Common Questions

This page describes the solutions to some common questions for PyFlink users.

Preparing Python Virtual Environment

You can download a convenience script to prepare a Python virtual env zip which can be used on Mac OS and most Linux distributions. You can specify the PyFlink version to generate a Python virtual environment required for the corresponding PyFlink version, otherwise the most recent version will be installed.

  1. $ sh setup-pyflink-virtual-env.sh 1.11.0

Execute PyFlink jobs with Python virtual environment

After setting up a python virtual environment, as described in the previous section, you should activate the environment before executing the PyFlink job.

Local

  1. # activate the conda python virtual environment
  2. $ source venv/bin/activate
  3. $ python xxx.py

Cluster

  1. $ # specify the Python virtual environment
  2. $ table_env.add_python_archive("venv.zip")
  3. $ # specify the path of the python interpreter which is used to execute the python UDF workers
  4. $ table_env.get_config().set_python_executable("venv.zip/venv/bin/python")

For details on the usage of add_python_archive and set_python_executable, you can refer to the relevant documentation.

Adding Jar Files

A PyFlink job may depend on jar files, i.e. connectors, Java UDFs, etc.
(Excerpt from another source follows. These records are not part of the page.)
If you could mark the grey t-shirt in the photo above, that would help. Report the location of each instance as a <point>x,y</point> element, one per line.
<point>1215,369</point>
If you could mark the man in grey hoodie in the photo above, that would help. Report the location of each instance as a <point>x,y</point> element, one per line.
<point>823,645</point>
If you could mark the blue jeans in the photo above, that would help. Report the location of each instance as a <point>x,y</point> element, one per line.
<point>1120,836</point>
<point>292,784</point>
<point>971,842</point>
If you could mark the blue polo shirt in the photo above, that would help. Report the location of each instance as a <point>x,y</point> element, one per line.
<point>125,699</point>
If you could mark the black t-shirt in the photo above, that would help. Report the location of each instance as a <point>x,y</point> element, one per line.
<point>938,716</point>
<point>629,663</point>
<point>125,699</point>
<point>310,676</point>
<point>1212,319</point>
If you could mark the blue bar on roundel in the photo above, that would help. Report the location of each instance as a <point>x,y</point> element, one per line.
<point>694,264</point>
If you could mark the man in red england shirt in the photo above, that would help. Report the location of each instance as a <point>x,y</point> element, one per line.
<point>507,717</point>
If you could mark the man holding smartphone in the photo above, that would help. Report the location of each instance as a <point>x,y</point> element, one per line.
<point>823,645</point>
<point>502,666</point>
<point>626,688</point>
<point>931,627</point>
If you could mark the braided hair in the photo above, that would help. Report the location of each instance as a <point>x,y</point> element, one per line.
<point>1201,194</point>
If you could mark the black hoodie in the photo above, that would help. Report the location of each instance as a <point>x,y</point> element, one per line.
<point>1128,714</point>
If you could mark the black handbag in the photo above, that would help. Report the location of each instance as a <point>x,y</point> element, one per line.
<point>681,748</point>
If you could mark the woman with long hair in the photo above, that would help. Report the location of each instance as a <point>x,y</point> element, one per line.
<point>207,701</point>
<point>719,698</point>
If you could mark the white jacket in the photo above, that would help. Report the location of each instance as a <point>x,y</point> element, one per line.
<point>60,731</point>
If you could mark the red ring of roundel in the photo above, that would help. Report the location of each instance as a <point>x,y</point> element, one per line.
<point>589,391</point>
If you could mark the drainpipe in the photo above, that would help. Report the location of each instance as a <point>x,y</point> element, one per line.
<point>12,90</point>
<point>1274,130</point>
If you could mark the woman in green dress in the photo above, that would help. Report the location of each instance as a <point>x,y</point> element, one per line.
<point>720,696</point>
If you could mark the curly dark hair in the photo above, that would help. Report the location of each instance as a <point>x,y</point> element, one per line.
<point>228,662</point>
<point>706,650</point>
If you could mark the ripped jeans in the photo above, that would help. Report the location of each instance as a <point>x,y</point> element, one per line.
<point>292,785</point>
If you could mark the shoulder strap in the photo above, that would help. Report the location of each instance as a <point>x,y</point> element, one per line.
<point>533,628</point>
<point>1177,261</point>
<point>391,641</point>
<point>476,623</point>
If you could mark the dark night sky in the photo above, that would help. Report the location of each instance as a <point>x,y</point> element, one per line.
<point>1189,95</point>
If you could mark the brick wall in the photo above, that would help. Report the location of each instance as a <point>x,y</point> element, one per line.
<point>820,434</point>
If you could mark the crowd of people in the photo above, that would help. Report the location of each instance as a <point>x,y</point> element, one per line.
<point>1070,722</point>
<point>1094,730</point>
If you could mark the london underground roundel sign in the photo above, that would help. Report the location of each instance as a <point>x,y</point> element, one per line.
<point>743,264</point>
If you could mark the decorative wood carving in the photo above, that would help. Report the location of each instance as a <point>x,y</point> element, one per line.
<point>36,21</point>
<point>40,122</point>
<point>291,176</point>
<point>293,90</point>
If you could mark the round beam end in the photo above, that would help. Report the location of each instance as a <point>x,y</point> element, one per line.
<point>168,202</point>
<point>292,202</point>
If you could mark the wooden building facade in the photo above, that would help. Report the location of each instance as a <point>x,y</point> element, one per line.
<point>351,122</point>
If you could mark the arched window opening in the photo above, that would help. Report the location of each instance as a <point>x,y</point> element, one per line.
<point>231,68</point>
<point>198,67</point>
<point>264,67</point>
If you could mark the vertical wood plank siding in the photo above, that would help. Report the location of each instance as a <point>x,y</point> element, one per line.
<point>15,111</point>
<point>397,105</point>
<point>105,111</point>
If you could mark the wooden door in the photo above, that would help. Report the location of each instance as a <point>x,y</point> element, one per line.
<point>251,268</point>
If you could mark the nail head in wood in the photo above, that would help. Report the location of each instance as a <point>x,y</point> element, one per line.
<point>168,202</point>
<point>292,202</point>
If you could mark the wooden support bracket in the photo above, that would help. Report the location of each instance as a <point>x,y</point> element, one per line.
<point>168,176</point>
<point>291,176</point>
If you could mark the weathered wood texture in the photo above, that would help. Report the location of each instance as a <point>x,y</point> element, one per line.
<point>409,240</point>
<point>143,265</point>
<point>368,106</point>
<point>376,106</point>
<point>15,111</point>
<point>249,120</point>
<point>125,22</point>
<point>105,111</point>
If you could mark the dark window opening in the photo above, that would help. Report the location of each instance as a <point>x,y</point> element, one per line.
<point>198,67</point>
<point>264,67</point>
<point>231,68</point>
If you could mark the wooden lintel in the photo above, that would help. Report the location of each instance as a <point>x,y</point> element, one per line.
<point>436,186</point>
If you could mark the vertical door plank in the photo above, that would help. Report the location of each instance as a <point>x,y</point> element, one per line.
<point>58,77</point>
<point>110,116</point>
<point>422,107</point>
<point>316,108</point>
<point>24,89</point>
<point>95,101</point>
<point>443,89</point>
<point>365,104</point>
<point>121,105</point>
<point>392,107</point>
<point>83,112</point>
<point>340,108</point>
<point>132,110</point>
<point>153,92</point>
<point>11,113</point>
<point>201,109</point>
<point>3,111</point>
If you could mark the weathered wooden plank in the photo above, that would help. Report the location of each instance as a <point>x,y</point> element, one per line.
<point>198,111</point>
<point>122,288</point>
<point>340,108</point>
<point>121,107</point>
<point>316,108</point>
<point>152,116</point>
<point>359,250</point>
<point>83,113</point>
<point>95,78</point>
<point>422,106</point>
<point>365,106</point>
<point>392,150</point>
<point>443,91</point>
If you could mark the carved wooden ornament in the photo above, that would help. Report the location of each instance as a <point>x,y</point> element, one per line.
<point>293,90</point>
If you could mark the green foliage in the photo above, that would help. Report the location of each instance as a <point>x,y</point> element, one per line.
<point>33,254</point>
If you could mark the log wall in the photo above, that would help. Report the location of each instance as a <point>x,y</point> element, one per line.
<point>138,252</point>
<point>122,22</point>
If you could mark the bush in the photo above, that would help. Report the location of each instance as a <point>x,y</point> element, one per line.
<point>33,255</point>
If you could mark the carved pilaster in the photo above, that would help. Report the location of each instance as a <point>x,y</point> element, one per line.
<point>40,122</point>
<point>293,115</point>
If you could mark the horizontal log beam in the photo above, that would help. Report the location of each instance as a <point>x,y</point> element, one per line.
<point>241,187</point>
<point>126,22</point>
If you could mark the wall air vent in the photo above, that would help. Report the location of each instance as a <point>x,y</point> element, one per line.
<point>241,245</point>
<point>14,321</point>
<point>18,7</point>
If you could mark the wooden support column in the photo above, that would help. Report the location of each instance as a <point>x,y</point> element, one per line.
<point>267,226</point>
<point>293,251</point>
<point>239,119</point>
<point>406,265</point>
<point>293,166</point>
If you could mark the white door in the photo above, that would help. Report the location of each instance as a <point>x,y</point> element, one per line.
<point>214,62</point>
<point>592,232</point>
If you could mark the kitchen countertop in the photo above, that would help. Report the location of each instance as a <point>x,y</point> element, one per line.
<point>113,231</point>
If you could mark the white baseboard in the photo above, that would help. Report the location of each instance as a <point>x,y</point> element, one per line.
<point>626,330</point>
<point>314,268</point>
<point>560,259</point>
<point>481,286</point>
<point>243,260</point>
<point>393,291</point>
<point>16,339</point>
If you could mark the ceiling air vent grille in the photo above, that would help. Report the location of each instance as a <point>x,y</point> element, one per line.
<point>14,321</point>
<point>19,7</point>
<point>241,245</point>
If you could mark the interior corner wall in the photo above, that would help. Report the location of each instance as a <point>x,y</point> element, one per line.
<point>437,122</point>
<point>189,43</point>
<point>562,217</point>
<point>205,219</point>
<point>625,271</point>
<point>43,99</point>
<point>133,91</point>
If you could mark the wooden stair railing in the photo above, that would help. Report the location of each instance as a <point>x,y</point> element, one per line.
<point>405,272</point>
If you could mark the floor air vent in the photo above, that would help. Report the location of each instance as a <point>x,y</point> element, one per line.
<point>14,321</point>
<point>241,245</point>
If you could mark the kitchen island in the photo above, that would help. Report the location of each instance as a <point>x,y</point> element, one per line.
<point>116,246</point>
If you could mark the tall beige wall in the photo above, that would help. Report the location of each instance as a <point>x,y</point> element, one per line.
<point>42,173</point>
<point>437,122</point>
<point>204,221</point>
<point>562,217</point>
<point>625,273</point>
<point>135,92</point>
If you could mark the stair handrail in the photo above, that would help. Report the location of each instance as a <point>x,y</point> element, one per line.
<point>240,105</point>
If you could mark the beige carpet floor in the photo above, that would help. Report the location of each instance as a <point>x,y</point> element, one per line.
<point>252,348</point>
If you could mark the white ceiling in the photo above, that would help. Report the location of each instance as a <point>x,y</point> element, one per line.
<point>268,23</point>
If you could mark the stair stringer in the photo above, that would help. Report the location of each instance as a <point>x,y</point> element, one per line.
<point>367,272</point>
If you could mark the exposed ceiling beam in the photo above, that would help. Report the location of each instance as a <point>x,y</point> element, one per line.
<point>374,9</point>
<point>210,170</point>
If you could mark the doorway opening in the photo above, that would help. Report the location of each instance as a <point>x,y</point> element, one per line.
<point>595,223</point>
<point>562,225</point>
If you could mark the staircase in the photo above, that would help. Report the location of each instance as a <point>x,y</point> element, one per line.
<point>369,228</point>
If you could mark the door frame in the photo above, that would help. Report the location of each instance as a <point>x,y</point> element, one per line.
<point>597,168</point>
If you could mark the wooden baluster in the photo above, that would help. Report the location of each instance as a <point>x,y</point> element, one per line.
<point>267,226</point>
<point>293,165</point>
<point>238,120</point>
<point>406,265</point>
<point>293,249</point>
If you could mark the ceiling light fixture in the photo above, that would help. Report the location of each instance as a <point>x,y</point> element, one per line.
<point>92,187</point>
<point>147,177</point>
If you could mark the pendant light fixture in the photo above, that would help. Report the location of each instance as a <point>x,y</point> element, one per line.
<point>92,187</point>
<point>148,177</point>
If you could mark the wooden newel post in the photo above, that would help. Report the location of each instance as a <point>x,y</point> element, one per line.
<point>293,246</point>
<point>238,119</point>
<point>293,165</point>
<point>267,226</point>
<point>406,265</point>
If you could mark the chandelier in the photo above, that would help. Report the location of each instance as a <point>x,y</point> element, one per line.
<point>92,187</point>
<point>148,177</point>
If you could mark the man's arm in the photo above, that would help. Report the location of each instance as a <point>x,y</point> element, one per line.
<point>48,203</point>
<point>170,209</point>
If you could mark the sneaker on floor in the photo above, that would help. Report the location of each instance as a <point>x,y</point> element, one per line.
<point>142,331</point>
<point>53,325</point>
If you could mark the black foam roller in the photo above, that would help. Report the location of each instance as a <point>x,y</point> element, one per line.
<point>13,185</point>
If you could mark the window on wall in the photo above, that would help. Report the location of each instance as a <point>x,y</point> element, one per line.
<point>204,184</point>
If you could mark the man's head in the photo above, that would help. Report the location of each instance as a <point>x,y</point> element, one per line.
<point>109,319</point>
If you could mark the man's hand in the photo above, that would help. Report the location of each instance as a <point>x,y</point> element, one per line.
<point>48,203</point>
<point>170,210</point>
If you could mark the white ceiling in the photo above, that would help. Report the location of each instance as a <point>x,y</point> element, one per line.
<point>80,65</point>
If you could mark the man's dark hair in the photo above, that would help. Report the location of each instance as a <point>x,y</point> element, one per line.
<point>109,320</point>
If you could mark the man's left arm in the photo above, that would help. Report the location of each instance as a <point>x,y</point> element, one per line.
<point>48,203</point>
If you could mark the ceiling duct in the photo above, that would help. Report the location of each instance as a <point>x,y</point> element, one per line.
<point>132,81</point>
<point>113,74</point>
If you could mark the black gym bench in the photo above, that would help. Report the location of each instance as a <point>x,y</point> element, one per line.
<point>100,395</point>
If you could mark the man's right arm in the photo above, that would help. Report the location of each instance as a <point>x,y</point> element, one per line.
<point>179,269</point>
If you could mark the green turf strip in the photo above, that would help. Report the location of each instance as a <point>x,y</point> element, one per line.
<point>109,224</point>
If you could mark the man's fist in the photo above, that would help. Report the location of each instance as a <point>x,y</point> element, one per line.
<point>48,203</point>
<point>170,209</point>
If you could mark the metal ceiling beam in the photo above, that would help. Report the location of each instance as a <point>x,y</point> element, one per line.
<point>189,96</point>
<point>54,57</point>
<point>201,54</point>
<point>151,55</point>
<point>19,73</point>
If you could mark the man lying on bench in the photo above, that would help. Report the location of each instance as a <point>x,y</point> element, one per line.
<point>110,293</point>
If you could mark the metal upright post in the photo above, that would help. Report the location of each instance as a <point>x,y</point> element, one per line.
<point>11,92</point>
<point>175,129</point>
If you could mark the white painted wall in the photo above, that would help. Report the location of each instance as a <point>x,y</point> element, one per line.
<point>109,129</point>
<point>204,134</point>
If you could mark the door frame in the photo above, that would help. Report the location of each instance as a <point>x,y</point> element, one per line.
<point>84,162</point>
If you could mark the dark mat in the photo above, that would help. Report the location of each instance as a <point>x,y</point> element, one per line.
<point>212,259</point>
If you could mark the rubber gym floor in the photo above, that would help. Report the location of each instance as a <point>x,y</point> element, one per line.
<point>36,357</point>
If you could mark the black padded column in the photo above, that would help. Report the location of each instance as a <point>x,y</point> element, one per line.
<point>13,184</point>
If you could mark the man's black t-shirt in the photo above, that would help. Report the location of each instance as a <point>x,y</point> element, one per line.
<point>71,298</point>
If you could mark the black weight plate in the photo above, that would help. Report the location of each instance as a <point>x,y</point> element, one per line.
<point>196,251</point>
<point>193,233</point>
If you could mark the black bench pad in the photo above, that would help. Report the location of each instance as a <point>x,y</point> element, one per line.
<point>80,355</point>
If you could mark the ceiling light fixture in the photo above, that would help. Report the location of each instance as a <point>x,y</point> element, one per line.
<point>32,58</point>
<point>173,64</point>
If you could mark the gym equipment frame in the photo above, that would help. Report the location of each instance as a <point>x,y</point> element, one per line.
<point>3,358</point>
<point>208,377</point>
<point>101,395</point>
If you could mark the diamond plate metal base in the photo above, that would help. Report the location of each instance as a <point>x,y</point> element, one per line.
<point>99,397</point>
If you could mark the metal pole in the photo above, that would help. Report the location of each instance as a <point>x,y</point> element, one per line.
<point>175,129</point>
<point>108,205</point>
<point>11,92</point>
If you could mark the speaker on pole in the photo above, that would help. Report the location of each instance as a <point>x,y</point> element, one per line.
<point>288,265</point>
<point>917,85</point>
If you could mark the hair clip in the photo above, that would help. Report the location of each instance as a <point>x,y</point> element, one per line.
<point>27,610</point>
You can specify the dependencies with the following Python Table APIs or through command-line arguments directly when submitting the job.

  1. # NOTE: Only local file URLs (start with "file:") are supported.
  2. table_env.get_config().get_configuration().set_string("pipeline.jars", "file:///my/jar/path/connector.jar;file:///my/jar/path/udf.jar")
  3. # NOTE: The Paths must specify a protocol (e.g. "file") and users should ensure that the URLs are accessible on both the client and the cluster.
  4. table_env.get_config().get_configuration().set_string("pipeline.classpaths", "file:///my/jar/path/connector.jar;file:///my/jar/path/udf.jar")

For details about the APIs of adding Java dependency, you can refer to the relevant documentation

Adding Python Files

You can use the command-line arguments pyfs or the API add_python_file of TableEnvironment to add python file dependencies which could be python files, python packages or local directories. For example, if you have a directory named myDir which has the following hierarchy:

  1. myDir
  2. ├──utils
  3. ├──__init__.py
  4. ├──my_util.py

You can add the Python files of directory myDir as following:

  1. table_env.add_python_file('myDir')
  2. def my_udf():
  3. from utils import my_util